A mãe do Padre Fábio de Melo, a dona Ana Maria de Melo de 83 anos, morreu de Covid-19. Ana estava internada desde o dia 15 de março com a doença.  O próprio religioso, anunciou a partida da mãe na tarde deste sábado, 27, e fez um post emocionante em suas redes sociais. 

“Minha mãe partiu hoje.

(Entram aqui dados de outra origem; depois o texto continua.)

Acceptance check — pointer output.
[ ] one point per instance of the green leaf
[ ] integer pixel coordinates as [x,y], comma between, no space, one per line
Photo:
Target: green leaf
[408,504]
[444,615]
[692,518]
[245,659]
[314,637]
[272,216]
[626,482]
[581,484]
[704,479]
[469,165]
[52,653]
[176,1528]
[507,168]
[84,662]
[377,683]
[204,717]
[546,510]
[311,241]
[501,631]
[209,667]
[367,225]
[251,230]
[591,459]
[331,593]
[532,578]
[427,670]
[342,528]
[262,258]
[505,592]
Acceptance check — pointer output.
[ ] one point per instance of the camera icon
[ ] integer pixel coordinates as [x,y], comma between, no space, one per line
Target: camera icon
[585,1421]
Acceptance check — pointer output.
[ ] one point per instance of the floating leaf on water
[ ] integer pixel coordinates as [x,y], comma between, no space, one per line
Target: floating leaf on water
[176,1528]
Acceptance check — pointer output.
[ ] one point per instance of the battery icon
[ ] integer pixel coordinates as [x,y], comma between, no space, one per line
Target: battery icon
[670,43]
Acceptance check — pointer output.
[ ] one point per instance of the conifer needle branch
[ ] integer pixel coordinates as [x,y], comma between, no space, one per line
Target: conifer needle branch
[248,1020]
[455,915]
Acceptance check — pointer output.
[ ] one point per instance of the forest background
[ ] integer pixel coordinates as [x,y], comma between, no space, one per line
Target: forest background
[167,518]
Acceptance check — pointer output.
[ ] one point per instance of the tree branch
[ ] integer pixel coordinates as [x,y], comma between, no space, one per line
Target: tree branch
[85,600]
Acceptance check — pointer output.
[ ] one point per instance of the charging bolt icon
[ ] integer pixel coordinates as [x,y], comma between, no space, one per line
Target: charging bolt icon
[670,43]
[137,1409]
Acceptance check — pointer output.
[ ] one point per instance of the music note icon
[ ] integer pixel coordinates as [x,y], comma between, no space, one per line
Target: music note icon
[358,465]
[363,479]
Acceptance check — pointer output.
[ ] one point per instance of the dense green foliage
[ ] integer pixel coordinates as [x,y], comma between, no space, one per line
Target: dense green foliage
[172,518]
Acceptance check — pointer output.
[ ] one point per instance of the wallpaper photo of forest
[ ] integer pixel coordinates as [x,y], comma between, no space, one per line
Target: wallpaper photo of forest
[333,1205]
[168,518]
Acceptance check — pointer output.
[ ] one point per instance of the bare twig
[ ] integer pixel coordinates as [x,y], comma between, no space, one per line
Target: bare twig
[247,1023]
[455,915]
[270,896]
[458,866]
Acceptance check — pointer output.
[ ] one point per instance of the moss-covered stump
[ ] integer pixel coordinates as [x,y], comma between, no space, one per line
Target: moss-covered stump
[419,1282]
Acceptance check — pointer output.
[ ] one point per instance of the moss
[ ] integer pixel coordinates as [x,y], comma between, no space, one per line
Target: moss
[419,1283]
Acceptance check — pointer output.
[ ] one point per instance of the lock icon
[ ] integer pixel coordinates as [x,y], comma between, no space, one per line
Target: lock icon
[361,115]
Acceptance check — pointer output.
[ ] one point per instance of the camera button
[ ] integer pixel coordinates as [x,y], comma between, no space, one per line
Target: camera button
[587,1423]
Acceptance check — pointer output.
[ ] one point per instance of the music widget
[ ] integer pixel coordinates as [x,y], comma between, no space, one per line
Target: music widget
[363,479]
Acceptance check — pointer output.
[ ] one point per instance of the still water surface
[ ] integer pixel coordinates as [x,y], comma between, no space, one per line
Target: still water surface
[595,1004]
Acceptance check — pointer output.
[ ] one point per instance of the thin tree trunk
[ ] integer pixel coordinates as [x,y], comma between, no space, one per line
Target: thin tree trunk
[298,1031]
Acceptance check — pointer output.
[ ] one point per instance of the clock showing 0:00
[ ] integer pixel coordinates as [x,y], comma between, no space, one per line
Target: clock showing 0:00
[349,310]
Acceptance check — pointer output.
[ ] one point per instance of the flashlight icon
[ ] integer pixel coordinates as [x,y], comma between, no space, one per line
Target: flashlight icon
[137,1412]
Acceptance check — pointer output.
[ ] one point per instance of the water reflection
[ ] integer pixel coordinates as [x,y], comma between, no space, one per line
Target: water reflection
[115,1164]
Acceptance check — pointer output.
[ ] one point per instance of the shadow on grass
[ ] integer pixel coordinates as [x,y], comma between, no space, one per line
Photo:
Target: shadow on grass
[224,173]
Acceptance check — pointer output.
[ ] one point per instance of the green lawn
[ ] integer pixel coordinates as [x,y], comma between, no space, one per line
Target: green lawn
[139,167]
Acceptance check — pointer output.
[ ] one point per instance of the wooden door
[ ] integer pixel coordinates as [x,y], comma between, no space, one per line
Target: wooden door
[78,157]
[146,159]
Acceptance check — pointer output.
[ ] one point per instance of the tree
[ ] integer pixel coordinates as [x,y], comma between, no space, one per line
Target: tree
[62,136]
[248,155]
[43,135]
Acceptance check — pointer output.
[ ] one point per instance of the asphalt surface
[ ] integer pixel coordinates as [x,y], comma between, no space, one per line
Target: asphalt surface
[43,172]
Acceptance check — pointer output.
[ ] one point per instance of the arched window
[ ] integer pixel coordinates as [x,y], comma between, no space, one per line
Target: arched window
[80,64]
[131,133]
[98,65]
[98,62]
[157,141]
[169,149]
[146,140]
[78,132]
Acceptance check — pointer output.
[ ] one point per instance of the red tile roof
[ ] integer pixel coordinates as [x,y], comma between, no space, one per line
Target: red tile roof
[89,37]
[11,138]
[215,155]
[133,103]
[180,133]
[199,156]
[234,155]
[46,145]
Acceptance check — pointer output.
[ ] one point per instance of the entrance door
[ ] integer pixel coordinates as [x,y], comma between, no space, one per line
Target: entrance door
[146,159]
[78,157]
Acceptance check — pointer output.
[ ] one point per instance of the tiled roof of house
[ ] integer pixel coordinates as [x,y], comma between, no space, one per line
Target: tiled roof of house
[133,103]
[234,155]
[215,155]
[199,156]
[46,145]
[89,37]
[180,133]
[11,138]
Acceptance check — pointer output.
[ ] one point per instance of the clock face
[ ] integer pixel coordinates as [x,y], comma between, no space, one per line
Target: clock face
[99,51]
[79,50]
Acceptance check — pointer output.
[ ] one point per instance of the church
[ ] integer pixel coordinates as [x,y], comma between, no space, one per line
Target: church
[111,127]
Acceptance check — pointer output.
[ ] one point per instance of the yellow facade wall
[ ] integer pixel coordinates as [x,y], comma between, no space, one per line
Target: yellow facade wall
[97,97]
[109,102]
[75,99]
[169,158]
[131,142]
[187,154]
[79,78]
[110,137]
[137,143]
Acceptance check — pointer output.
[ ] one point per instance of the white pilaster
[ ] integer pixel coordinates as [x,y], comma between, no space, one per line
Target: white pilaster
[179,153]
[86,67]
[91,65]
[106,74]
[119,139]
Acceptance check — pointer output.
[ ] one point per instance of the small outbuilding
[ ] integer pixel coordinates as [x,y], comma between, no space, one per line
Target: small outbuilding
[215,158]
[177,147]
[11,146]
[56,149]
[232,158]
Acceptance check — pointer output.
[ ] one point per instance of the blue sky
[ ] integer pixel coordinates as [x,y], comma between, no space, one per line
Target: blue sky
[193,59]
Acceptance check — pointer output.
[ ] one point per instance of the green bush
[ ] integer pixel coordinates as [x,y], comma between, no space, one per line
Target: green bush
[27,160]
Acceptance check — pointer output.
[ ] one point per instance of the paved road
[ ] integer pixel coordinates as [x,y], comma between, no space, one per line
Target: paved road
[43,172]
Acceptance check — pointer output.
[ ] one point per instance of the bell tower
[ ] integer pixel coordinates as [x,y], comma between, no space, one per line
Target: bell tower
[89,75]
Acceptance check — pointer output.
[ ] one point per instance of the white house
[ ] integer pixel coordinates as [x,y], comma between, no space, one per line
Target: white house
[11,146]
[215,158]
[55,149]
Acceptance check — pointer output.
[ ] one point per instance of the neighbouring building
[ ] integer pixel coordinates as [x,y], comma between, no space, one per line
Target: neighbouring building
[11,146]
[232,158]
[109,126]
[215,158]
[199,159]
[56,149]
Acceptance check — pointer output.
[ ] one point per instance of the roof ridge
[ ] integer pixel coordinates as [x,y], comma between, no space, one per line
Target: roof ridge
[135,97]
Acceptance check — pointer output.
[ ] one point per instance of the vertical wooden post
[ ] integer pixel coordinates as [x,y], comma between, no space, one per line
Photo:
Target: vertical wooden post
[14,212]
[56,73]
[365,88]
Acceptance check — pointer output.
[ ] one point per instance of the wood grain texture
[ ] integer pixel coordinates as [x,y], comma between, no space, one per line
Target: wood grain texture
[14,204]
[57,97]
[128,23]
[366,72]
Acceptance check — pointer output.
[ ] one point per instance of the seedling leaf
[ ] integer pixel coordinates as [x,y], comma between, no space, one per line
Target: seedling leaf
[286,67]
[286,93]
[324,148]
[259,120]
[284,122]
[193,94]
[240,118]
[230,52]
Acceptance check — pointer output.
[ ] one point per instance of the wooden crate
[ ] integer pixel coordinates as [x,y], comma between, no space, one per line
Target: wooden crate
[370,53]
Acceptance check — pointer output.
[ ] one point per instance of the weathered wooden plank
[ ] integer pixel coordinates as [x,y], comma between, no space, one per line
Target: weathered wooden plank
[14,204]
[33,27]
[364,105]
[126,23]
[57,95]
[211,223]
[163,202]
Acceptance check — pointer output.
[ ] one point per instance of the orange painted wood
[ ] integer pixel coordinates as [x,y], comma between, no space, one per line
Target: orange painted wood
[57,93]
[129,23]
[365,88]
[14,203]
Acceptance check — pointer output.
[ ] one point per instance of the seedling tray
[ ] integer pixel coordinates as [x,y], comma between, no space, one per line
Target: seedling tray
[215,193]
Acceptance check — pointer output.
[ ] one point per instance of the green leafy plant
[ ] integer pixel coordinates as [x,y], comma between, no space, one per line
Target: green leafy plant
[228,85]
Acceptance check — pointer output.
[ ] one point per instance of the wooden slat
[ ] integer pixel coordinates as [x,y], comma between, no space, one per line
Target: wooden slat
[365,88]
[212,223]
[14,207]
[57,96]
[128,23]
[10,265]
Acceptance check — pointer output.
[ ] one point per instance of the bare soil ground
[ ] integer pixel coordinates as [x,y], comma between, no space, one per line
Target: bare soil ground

Logo cedo, como quem tem pressa de viver a eternidade. A mim resta a dor térrea, o ferimento que rasga o corpo e a alma. Ela me deu a vida num Sábado de Ramos, como hoje. Nossa simbiose reuniu as regras do nascer e do morrer”, iniciou Fábio ao postar um vídeo onde aparece cantando para Dona Ana. Muita força pro padre! Que tristeza! 


Confira o texto de homenagem abaixo: 

“Minha mãe partiu hoje. Logo cedo, como quem tem pressa de viver a eternidade. A mim resta a dor térrea, o ferimento que rasga o corpo e a alma. Ela me deu a vida num Sábado de Ramos, como hoje. Nossa simbiose reuniu as regras do nascer e do morrer. Obrigado, minha dona Ana! Só Deus e nós sabemos o quanto fomos um do outro. 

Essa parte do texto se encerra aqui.